Meredith Kline did the work to show how it all comes out in Scripture.

The Spirit/Cloud manifestation led Israel to Sinai where it touched down. And one of the components of this cloud was the heavenly host–an army of angels. We’re told so unambiguously in Psalm 68:15-17.

A mountain of God is the mountain of Bashan; a mountain of many peaks is the mountain of Bashan. Why do you look with envy, O mountains with many peaks, at the mountain which God has desired for His abode? Surely the LORD will dwell there forever. The chariots of God are myriads, thousands upon thousands; the LORD is among them as at Sinai, in holiness (NASB).

The Psalm is referring to Jerusalem where David has located the Ark of the Covenant and where Solomon will later build a Temple. He is comparing that mountain to Mount Sinai, saying that God is just as much present in Jerusalem as he was on Sinai. And to fill out that description, he affirms that, just as there were thousands of angels surrounding God’s presence in glory at Sinai, so there are thousands of unseen angels now in Jerusalem surrounding God’s presence.

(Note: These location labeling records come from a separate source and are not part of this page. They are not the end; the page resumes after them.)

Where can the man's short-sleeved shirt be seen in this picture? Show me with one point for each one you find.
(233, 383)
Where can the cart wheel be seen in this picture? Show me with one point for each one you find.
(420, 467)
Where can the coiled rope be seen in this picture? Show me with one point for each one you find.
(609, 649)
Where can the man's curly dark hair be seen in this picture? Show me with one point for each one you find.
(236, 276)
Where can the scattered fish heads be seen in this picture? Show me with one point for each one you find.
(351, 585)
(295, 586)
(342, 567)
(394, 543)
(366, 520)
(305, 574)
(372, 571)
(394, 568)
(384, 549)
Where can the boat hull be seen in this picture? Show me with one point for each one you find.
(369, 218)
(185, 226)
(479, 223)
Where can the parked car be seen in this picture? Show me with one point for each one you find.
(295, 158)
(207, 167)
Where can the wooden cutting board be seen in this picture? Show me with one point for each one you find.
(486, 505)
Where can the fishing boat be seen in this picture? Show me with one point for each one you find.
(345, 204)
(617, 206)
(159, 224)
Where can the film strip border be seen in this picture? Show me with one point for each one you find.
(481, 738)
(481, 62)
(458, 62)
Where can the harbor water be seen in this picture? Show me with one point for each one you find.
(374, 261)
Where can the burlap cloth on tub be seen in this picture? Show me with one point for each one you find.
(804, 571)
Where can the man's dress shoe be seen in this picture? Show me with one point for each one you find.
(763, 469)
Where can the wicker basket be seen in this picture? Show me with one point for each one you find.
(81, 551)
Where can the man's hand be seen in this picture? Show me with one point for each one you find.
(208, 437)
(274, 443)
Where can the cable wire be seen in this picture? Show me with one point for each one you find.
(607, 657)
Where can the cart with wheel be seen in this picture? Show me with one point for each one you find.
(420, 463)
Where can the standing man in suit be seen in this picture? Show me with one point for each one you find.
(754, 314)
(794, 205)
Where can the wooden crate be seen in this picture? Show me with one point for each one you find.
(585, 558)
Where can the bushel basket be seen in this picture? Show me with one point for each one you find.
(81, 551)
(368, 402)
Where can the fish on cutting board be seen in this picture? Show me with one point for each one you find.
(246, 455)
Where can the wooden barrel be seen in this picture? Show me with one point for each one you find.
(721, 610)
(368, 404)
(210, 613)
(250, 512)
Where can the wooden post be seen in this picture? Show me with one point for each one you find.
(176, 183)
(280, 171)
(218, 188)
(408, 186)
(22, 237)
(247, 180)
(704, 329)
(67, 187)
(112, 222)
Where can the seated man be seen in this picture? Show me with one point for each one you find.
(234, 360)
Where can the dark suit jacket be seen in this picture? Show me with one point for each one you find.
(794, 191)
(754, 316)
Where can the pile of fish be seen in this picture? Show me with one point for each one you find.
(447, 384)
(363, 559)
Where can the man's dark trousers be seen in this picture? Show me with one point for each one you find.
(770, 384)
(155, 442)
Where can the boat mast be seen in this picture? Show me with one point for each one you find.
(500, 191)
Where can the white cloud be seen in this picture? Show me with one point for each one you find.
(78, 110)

It will help us to understand all this, if we remember how the cloud appeared in Mount Sinai and then where it went and where else it appeared in Scripture. I tried to explain this to a High School Sunday School class once, and they had no idea what I was talking about because they had never seen “Close Encounters of the Third Kind.” But if any of you have seen that movie, you remember that the touchpoint between the UFOs and the earth was Devil’s Tower, the steep mountain with the plateau on top of it. And this vast luminous, nebulously-shaped mother ship came down right above it, between heaven and earth, and communicated with the people waiting there.

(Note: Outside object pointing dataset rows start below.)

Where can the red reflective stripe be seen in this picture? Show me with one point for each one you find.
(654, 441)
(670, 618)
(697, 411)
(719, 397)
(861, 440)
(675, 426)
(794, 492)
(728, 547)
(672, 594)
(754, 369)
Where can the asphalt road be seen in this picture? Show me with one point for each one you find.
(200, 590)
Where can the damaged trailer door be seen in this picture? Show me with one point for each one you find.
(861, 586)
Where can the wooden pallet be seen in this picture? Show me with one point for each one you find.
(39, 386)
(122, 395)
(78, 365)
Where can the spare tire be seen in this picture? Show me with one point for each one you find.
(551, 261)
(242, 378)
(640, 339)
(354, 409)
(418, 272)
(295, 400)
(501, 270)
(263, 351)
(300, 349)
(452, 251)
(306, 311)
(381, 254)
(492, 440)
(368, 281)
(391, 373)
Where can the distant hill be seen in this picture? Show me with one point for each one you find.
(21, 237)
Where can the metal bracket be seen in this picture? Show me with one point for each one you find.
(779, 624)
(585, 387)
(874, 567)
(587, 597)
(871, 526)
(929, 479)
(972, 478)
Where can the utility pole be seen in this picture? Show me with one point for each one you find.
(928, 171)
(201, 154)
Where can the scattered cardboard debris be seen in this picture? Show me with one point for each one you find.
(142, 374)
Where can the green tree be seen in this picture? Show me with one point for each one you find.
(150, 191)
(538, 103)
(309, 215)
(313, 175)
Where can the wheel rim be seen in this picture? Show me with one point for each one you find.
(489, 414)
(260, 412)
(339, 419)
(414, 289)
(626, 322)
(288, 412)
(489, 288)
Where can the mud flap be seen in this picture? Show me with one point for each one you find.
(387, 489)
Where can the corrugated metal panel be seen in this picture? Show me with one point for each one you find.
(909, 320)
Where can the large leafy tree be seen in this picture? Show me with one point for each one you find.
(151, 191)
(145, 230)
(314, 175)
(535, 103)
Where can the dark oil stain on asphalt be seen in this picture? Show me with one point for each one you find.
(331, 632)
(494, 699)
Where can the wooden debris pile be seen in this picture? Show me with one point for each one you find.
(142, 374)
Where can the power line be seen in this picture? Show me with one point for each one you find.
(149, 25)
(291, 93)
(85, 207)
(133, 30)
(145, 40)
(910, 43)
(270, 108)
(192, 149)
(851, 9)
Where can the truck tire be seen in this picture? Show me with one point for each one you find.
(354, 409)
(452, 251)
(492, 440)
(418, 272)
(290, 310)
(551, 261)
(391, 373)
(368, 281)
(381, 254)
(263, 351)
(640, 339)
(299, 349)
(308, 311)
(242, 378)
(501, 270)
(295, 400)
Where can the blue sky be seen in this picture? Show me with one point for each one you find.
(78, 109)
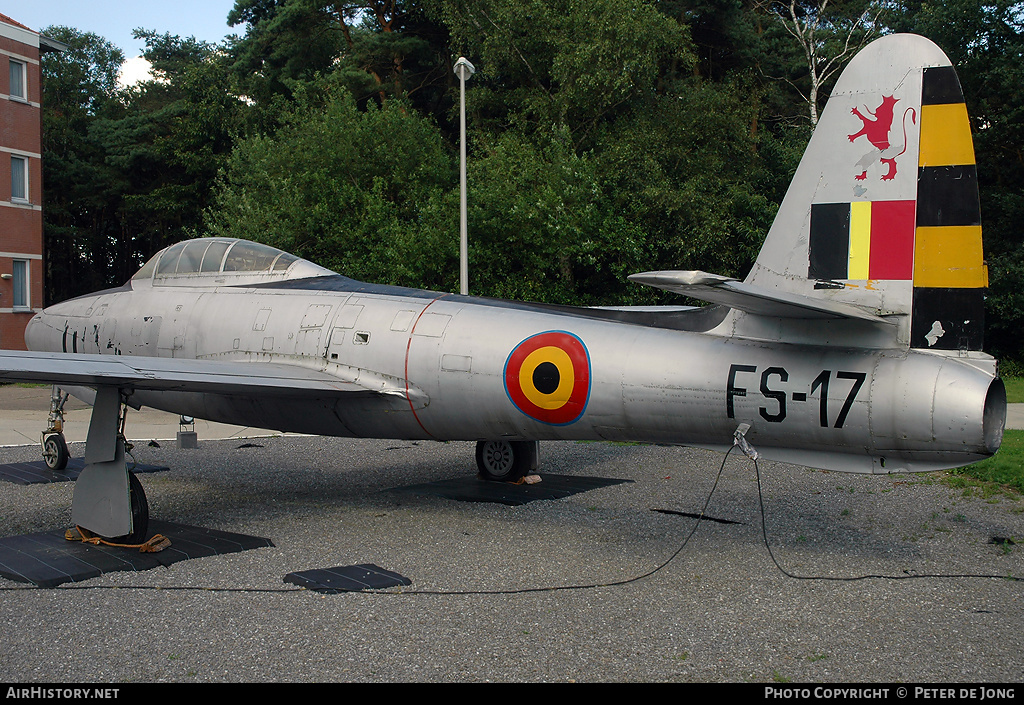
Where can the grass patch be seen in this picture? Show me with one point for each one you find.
(1006, 467)
(1015, 389)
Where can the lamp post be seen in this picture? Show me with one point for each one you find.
(463, 69)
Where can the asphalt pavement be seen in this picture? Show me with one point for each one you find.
(862, 579)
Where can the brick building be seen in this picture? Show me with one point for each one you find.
(20, 178)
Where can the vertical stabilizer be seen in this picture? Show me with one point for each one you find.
(883, 211)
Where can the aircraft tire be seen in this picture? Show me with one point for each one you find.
(55, 452)
(501, 460)
(139, 513)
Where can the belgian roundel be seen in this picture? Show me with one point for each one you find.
(547, 377)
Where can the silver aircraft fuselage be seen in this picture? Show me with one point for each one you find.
(449, 367)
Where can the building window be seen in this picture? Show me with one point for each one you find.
(18, 178)
(17, 75)
(20, 284)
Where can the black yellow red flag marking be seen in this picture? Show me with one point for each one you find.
(547, 377)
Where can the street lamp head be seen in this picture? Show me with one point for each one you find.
(463, 69)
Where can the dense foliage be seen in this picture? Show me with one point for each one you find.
(605, 137)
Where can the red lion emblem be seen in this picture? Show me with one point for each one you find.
(877, 130)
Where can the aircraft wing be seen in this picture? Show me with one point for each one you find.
(226, 377)
(754, 299)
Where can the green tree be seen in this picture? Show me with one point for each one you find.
(80, 86)
(368, 193)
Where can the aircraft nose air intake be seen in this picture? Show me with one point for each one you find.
(35, 333)
(994, 415)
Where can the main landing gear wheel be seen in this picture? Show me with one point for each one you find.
(55, 452)
(503, 460)
(139, 514)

That image of this huge ship full of lights touching down just at the top of Devil’s Tower is quite close to what we find happening in Exodus 19. This dark cloud full of flashing fire, comes down on Mount Sinai as a midpoint between heaven and earth. Moses goes up the mountain in the cloud to talk to God and then comes back down from the cloud to tell the people God’s commands.

One of the major things God commanded from the cloud was for a Tabernacle to be built so that God could live among His people. After the Tabernacle was built, with the golden representations of angels which overshadowed the mercy seat, then the cloud moves to its new home, as described in Exodus 40, verses 34 and 35:

Then the cloud covered the tent of meeting, and the glory of the LORD filled the tabernacle. Moses was not able to enter the tent of meeting because the cloud had settled on it, and the glory of the LORD filled the tabernacle. [NASB]

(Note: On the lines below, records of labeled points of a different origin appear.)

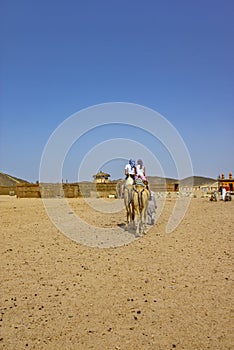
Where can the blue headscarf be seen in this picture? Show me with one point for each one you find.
(132, 163)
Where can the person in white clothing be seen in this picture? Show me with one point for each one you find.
(140, 170)
(130, 169)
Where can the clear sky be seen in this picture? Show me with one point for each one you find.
(173, 56)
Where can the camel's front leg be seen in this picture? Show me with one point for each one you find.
(143, 220)
(137, 222)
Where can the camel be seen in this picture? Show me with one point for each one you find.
(128, 187)
(140, 197)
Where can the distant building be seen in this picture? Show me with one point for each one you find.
(101, 177)
(227, 183)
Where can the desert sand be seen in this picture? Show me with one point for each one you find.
(161, 291)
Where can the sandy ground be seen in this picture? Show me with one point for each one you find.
(162, 291)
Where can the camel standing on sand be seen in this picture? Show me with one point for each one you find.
(140, 197)
(128, 188)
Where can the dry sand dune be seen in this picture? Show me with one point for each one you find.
(159, 292)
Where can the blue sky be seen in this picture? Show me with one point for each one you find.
(59, 57)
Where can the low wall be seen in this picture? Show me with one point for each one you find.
(8, 190)
(73, 190)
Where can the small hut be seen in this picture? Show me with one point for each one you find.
(101, 177)
(227, 183)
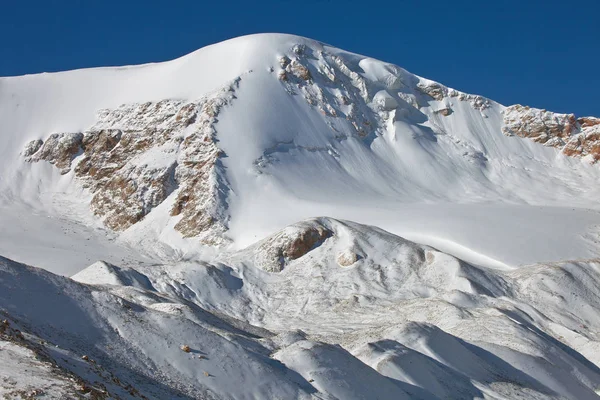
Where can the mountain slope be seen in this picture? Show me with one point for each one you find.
(278, 218)
(242, 138)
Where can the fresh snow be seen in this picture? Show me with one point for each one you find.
(385, 240)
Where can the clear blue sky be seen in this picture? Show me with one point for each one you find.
(540, 53)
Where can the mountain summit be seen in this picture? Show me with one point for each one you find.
(301, 220)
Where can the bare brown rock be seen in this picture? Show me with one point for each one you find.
(32, 147)
(575, 137)
(291, 244)
(347, 258)
(60, 149)
(135, 156)
(433, 89)
(444, 111)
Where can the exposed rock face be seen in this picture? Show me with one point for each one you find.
(440, 92)
(32, 147)
(574, 137)
(290, 244)
(135, 156)
(347, 258)
(59, 149)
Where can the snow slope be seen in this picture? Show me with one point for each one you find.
(292, 150)
(401, 321)
(278, 218)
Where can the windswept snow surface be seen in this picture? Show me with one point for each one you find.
(454, 261)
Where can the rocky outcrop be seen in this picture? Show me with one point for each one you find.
(575, 137)
(59, 149)
(439, 92)
(136, 155)
(292, 243)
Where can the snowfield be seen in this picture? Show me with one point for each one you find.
(274, 218)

That cloud which had led them out of Egypt as a pillar by day and a fire by night, settled down on the Tabernacle, filling it with God’s glory. The same thing happens when Solomon finished building the Temple, which, in addition to angels on the Mercy Seat of the Ark of the Covenant, had giant golden angels overshadowing the sanctuary, and engravings of angels carved into its walls and doors. When the priest put the Ark into the Holy of Holies something happened:

It happened that when the priests came from the holy place, the cloud filled the house of the LORD, so that the priests could not stand to minister because of the cloud, for the glory of the LORD filled the house of the LORD (1 Kings 8.10 – 11; NASB).

The writer of 1 Kings simply introduces us to “the cloud,” without explaining what it means or where it comes from. He doesn’t need to. No Biblically literate Hebrew reader could possibly miss it.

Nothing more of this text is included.